In May, ICA LA announced its name change and forthcoming relocation to downtown. The new museum will be designed by internationally renowned wHY under the leadership of founder and creative director Kulapat Yantrasast. While preserving the building’s classic industrial architecture, wHY’s design for ICA LA’s new space will bring together innovative architecture, urban design, and sustainability to create a state-of-the-art environment for exhibitions, education, dialogue, and collaboration.
About Mark Bradford
Mark Bradford was born in 1961 in Los Angeles, where he currently lives and works.

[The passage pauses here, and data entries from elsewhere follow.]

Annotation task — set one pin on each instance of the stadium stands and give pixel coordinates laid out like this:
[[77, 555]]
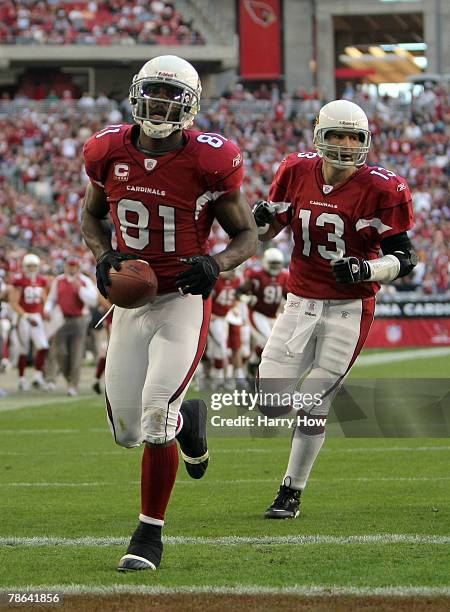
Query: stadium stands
[[43, 181], [97, 22]]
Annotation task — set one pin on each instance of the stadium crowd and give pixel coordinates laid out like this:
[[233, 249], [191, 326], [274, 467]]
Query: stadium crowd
[[43, 180], [96, 22]]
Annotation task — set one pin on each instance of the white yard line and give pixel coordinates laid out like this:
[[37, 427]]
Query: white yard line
[[247, 481], [296, 589], [383, 538], [235, 451], [380, 358]]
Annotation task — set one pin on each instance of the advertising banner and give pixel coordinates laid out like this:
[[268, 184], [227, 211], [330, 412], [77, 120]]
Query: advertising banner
[[260, 39]]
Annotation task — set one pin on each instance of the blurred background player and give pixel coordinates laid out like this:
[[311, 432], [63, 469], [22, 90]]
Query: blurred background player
[[27, 297], [342, 213], [73, 293], [223, 301], [163, 184], [267, 287]]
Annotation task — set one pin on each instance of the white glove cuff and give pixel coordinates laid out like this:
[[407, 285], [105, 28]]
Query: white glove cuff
[[384, 269]]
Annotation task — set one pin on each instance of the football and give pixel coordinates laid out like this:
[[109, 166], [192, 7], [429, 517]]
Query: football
[[134, 285]]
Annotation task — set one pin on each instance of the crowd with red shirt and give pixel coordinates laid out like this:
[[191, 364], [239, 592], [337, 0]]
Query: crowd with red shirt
[[96, 22], [42, 179]]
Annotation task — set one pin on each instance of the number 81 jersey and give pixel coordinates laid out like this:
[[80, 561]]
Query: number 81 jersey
[[349, 219], [162, 206]]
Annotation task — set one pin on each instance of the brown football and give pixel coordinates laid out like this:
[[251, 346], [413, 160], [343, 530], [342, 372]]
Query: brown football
[[134, 285]]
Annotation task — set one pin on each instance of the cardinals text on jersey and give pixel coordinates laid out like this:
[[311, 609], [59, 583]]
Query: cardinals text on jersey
[[162, 211], [349, 219], [32, 292]]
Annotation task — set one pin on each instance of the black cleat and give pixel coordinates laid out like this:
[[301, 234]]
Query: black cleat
[[285, 505], [144, 551], [192, 437]]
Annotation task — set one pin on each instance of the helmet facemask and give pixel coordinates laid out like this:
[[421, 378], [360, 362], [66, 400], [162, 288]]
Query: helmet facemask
[[161, 116], [343, 156]]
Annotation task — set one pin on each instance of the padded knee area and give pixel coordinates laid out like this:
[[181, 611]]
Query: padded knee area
[[159, 423]]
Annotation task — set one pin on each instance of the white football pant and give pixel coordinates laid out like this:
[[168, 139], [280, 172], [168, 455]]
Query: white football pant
[[152, 355], [320, 338]]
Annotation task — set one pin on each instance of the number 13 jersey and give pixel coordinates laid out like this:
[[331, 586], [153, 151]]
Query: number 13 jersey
[[162, 206], [328, 223]]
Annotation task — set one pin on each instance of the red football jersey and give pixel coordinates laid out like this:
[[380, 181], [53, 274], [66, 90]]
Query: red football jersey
[[162, 207], [224, 295], [268, 290], [333, 222], [32, 293]]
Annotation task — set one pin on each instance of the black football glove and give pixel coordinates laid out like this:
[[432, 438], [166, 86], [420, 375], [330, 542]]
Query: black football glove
[[350, 270], [107, 260], [263, 213], [201, 278]]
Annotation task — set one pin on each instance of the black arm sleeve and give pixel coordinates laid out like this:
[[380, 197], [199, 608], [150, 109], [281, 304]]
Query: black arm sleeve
[[401, 246]]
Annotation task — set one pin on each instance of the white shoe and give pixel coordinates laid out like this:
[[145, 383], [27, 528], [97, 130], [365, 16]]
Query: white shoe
[[24, 384]]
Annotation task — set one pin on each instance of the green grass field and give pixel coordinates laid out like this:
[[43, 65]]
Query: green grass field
[[375, 514]]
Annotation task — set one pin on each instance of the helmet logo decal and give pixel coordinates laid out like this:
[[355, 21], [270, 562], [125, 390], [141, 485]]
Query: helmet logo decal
[[171, 75], [150, 164]]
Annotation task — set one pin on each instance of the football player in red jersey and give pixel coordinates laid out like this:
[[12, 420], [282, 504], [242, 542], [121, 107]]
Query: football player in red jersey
[[267, 286], [223, 300], [27, 297], [163, 185], [342, 213]]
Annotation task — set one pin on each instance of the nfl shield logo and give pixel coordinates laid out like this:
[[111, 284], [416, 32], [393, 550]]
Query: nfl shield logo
[[149, 164], [394, 333]]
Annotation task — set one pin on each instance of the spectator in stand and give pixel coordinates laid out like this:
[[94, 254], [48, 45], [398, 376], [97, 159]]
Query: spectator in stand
[[27, 296], [73, 293], [104, 23]]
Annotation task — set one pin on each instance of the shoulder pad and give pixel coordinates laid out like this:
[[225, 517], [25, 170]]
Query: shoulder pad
[[97, 146]]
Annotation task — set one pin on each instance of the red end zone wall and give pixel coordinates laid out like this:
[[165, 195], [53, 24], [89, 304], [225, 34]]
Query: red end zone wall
[[391, 333], [410, 324]]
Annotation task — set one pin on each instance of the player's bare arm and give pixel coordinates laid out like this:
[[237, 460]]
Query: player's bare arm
[[264, 214], [236, 219], [95, 229]]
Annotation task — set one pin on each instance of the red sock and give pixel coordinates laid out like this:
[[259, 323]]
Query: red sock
[[22, 364], [159, 470], [100, 367], [39, 360]]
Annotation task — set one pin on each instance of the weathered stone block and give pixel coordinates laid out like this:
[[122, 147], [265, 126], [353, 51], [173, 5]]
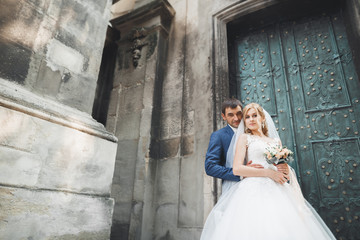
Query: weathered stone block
[[128, 126], [31, 214], [168, 184], [60, 55], [129, 102], [187, 145], [164, 148], [59, 157], [48, 81], [14, 61], [83, 97], [124, 173], [15, 17]]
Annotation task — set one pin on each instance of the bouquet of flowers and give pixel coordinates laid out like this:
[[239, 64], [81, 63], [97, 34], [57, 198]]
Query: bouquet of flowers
[[276, 155]]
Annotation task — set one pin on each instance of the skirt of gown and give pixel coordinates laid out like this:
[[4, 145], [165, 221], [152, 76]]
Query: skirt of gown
[[258, 208]]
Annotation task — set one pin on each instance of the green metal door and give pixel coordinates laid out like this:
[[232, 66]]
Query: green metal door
[[303, 74]]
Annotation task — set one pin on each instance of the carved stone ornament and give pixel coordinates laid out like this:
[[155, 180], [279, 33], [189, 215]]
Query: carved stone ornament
[[136, 37]]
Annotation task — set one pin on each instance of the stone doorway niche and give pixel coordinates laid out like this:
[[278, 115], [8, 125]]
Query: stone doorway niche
[[247, 15]]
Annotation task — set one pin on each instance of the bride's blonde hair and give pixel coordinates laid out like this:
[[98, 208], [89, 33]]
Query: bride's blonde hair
[[260, 111]]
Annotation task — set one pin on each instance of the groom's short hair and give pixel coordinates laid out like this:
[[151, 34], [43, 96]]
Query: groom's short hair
[[230, 103]]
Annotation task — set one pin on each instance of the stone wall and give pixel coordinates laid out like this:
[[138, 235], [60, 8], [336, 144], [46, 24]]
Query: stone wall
[[160, 188], [56, 162], [54, 48]]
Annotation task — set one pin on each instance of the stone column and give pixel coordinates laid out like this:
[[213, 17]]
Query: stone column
[[134, 115]]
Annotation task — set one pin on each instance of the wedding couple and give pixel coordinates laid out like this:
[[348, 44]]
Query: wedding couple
[[267, 203]]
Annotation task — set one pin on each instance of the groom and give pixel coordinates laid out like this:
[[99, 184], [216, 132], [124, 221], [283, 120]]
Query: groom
[[231, 112]]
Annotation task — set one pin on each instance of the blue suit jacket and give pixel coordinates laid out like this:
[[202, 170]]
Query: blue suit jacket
[[216, 155]]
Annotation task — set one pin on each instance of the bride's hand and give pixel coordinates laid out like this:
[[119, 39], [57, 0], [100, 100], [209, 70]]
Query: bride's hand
[[278, 177]]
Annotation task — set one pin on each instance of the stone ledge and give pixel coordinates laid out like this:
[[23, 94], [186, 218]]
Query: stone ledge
[[15, 97], [34, 214]]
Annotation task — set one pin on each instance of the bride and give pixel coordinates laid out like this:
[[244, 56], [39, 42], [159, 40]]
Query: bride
[[263, 205]]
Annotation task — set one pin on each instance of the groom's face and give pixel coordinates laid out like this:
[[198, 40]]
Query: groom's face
[[232, 116]]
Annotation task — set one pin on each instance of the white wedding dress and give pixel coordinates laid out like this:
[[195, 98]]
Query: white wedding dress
[[257, 208]]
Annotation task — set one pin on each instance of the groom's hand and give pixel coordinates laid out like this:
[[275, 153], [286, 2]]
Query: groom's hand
[[284, 168], [249, 164]]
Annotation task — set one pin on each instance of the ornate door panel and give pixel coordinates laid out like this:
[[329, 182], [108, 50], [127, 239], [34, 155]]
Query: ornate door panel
[[303, 74]]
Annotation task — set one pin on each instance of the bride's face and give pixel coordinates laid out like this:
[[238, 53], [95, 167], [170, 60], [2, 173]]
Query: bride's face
[[253, 120]]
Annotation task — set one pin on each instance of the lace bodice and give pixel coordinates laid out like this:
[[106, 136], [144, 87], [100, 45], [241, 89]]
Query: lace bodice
[[256, 149]]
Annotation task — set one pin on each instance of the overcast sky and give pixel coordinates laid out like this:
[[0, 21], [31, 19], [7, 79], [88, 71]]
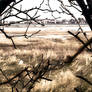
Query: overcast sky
[[26, 4]]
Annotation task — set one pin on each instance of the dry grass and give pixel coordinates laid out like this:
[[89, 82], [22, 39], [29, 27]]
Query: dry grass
[[30, 51]]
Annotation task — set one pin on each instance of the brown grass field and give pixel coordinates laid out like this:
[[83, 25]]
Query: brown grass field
[[30, 51]]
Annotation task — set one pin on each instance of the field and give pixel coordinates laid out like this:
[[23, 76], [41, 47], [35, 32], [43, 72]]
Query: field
[[51, 46]]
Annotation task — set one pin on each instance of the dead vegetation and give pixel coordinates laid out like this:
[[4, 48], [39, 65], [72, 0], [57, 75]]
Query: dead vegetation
[[29, 53]]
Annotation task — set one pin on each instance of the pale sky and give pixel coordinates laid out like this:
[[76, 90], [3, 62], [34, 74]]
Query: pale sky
[[26, 4]]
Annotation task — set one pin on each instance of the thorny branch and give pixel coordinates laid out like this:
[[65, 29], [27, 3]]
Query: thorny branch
[[38, 72]]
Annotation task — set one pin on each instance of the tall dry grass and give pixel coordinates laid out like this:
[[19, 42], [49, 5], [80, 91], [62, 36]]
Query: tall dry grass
[[30, 51]]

He is co-founder of Art + Practice, an innovative non-profit art and social service organization in Leimert Park, Los Angeles. Bradford represented the United States at the 57th Venice Biennale in 2017 with the presentation Tomorrow is Another Day, organized by Christopher Bedford, Director, and Katy Siegel, Senior Curator, Baltimore Museum of Art. Recent solo exhibitions include Scorched Earth, Hammer Museum, Los Angeles (2015); Mark Bradford / MATRIX 172, Wadsworth Atheneum Museum, Hartford (2015); Tears of a Tree, Rockbund Art Museum, Shanghai (2015); Mark Bradford: Sea Monsters, Gemeentemuseum, The Hague (2015), organized by the Rose Art Museum, Waltham (2014); You’re Nobody (Til Somebody Kills You), the Wexner Center for the Arts, Columbus (2010; traveled to the Institute of Contemporary Art, Boston; Museum of Contemporary Art, Chicago; Dallas Museum of Art; and San Francisco Museum of Modern Art, 2011–12); Merchant Posters, Aspen Art Museum (2010); Maps and Manifests, Cincinnati Museum of Art (2008); and Neither New Nor Correct at the Whitney Museum of American Art, New York (2007). Notable group presentations include the Sharjah Biennial (2015); the Gwangju Biennale (2012), 12th Istanbul Biennial (2011), Seoul Biennial (2010), the Carnegie International (2008), São Paulo Biennial (2006), and Whitney Biennial (2006). In 2013, Bradford was elected a National Academician by the National Academy Museum, and was awarded the MacArthur Fellowship in 2009. In 2014, Bradford unveiled Bell Tower, a large-scale multimedia installation commissioned for the Tom Bradley International Terminal at LAX Airport, Los Angeles.